Mainland developers are also eyeing Hong Kong’s development sites. Among these developers, China Overseas has been the most active, having bought four sites in Hong Kong since 2012. Last year, a record U.S.$905.8m was spent on a residential plot in Kowloon by Shimao Property, one of the major land deals in that neighbourhood. So far in 2016, mainland developers have already snapped up over U.S.$435.9m worth of land, or 25% of the total land transactions in Hong Kong.
Amid rising prices and yield compression in major gateway cities such as London and New York, China’s outbound real estate investors have now shown a renewed interest in Hong Kong, the key gateway city closer to home.
“IN THE PAST TWO YEARS, GRADE-A OFFICE RENTS IN CENTRAL HAVE SURGED 20%, LEADING SOME FIRMS TO RELOCATE TO THE EAST OF HONG KONG ISLAND”
Developers are wary of the slower economic growth in the mainland and fierce domestic competition for land and funds. In comparison, Hong Kong does enjoy a relatively stable long- term outlook. Meanwhile, Hong Kong’s land price growth has been flat with the market expecting further U.S. interest rate hikes and strong future supply. In fact, in some parts of Hong Kong, land prices are even cheaper than prices in some of China’s major second tier cities.
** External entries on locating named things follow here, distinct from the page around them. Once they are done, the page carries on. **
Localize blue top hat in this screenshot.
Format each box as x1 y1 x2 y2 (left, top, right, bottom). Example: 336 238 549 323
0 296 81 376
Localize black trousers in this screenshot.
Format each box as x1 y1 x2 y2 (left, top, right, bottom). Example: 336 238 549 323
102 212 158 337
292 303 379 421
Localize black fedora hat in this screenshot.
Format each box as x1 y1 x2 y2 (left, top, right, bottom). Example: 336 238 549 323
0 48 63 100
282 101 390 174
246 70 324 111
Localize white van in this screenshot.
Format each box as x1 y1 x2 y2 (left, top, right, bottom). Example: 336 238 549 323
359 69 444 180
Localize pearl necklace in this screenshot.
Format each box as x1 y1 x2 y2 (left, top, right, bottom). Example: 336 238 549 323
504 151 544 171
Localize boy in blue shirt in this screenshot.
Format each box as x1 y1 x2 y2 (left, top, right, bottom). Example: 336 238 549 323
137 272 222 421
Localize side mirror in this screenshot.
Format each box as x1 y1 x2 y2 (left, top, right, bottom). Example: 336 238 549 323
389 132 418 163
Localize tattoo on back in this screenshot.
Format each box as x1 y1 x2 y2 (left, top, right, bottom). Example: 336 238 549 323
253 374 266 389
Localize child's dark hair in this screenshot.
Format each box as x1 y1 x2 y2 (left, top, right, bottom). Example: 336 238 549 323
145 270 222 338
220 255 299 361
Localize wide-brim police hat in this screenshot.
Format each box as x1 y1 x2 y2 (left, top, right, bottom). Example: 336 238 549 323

These have made Hong Kong’s land become more attractive to Mainland developers.
With further cross border integration, extensive transport links as well as the development of financial collaboration, such as the Shenzhen-Hong Kong Stock Connect and Hong Kong’s role as a Renminbi off-shore clearing centre, we expect to see heightened interest from north of the border in Hong Kong’s buildings and land in the next few years.